With Korean exports likely to pause for a period and limited spare refining capacity in neighboring Washington state, West Coast refiners face constrained options for supply back-up, said Randy Hurburun, head of refining at Energy Aspects. Globally, a shortage of barrels has led to a scramble among refiners to secure crude, pushing up heavy crude prices.
Where West Coast refineries get their crude
Ship tracking data show West Coast refineries imported about 230,000 bpd of Middle Eastern crude, which represented roughly 50% of Middle East crude imports to the United States. Analysts say that oil is now at risk, forcing refiners to seek alternative sources that will carry higher costs.
"All the crude that West Coast refiners import from the Middle East is at risk," said Matt Smith, an analyst at Kpler. He added that refiners are likely to turn to Canadian or Latin American barrels as replacements.
Chevron-owned refineries in Richmond and El Segundo, along with Marathon Petroleum's Los Angeles refinery, were California's largest crude importers in 2025, according to EIA data cited in industry reporting. Marathon said a spokesperson indicated the company was meeting all contractual obligations but declined to comment on crude sourcing or refining. A Chevron spokesperson also declined to discuss daily operations, while noting the refineries continue to supply customers in the region.
Limits on alternative supplies
Even where alternative crude is available, access is constrained. Canadian volumes are limited by capacity constraints on the Trans Mountain Pipeline and by competing demand from Chinese buyers, leaving at best about half a million barrels available to West Coast refiners, Kpler's Smith said. Asian refiners are also expected to compete for Latin American crude from places such as Ecuador and Guyana.
"There is not a great deal of incremental supply available to U.S. West Coast refiners," Smith said.
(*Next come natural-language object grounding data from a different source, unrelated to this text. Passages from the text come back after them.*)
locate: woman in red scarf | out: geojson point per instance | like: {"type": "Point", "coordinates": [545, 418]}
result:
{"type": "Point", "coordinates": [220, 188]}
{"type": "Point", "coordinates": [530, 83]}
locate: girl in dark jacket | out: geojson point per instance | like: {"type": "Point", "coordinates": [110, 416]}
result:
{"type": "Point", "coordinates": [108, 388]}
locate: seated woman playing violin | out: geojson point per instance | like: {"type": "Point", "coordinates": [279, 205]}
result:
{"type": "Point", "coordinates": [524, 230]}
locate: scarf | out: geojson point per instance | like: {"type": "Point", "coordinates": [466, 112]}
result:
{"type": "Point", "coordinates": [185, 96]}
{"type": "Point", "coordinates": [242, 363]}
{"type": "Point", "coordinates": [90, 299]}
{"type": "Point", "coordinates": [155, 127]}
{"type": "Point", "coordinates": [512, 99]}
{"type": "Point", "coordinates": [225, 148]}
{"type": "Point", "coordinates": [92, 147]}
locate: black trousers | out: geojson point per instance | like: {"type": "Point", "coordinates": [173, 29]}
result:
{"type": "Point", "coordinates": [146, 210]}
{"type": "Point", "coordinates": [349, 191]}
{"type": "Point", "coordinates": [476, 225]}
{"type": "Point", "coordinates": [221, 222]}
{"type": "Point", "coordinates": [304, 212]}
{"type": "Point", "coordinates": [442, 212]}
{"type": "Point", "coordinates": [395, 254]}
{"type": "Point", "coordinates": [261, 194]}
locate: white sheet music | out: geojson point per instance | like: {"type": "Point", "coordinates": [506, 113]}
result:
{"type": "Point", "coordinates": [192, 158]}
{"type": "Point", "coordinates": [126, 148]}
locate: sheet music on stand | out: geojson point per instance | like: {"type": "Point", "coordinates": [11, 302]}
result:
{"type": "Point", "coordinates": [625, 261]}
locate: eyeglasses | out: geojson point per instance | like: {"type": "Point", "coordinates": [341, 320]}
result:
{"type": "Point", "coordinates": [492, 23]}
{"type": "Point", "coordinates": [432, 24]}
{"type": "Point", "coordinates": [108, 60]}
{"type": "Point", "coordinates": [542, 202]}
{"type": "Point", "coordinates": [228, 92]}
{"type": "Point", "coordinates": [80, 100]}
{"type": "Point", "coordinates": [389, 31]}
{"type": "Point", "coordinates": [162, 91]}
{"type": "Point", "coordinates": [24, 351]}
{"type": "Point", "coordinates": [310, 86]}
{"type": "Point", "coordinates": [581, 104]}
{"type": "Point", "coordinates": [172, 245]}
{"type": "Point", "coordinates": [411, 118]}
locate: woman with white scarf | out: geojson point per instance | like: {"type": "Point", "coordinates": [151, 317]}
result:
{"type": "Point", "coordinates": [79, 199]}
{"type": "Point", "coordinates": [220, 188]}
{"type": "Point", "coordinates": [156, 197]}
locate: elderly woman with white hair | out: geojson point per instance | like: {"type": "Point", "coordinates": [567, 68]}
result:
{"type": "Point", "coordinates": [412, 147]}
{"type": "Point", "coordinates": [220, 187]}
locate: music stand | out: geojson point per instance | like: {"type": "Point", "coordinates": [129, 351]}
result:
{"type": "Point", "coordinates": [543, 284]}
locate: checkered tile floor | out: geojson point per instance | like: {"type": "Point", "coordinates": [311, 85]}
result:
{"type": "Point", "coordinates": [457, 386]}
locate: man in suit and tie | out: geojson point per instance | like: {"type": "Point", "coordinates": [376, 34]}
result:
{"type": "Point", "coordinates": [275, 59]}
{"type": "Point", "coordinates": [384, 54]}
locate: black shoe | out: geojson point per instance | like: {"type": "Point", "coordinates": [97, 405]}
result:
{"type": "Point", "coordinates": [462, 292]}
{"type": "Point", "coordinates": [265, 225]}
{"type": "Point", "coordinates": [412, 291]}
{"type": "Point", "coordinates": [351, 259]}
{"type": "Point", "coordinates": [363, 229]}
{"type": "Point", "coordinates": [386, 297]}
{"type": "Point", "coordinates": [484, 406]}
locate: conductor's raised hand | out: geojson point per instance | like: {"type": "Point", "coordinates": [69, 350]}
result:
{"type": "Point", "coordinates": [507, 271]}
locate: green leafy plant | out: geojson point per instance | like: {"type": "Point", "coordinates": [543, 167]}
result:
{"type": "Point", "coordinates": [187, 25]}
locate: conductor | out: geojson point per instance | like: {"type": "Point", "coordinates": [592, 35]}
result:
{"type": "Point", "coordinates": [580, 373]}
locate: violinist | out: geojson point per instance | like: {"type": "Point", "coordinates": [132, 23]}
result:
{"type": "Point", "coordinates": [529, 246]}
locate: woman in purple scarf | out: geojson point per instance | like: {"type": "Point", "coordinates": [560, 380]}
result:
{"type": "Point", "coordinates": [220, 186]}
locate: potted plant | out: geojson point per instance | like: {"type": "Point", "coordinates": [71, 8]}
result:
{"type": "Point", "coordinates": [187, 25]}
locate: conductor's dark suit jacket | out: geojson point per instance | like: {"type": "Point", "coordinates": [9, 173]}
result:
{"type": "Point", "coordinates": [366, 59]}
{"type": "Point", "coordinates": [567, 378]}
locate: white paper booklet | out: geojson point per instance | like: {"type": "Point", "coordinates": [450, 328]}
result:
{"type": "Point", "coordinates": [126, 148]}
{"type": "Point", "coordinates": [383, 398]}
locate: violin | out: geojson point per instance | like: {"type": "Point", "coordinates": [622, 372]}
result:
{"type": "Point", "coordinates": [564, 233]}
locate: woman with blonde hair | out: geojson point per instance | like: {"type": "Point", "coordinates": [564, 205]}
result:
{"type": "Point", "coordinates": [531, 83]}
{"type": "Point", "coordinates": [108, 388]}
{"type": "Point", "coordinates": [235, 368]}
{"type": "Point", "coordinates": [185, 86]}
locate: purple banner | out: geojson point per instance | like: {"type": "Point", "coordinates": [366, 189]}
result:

Rystad Energy's Bell noted refiners will seek to maximize Alaska North Slope shipments, redistribute whatever Canadian supply is available, and may even consider Venezuelan oil despite shipping challenges.
Policy moves and market competition
One policy tool under consideration is a temporary waiver of the Jones Act, the shipping law that requires domestic crude to move on U.S.-flagged vessels. The law makes transfers from the U.S. Gulf Coast to California more costly, and a waiver could ease some price pressure if implemented.
Market participants say competition for barrels has intensified across the globe. "All other regions are also needing barrels at this point due to a widespread panic of availability," said Debnil Chowdhury, head of refining and marketing at S&P Global Energy. "There’s competition now for the barrels."
Analysts' view on demand cuts
Philip Verleger added that West Coast states may need to reduce gasoline and diesel consumption by 20% if exporting nations restrict flows to protect domestic markets. Such a scale of demand reduction would be aimed at balancing limited supply, he said.
Implications for consumers and industry
The combination of a specific state blend mandate, limited pipeline connectivity and heavy reliance on imports from regions now affected by Middle East fighting is intensifying price volatility for California drivers and aviation operators. With several import sources curtailed and global competition for replacement barrels high, California's refineries and fuel distributors are operating in a tighter market than earlier in the year.
At present, market participants and analysts are monitoring export decisions, shipping constraints and policy responses that could alter the outlook for availability and pricing. The trajectory for prices and potential supply shortages will depend on how quickly alternate flows and logistical solutions can be arranged within the confines of existing infrastructure limitations.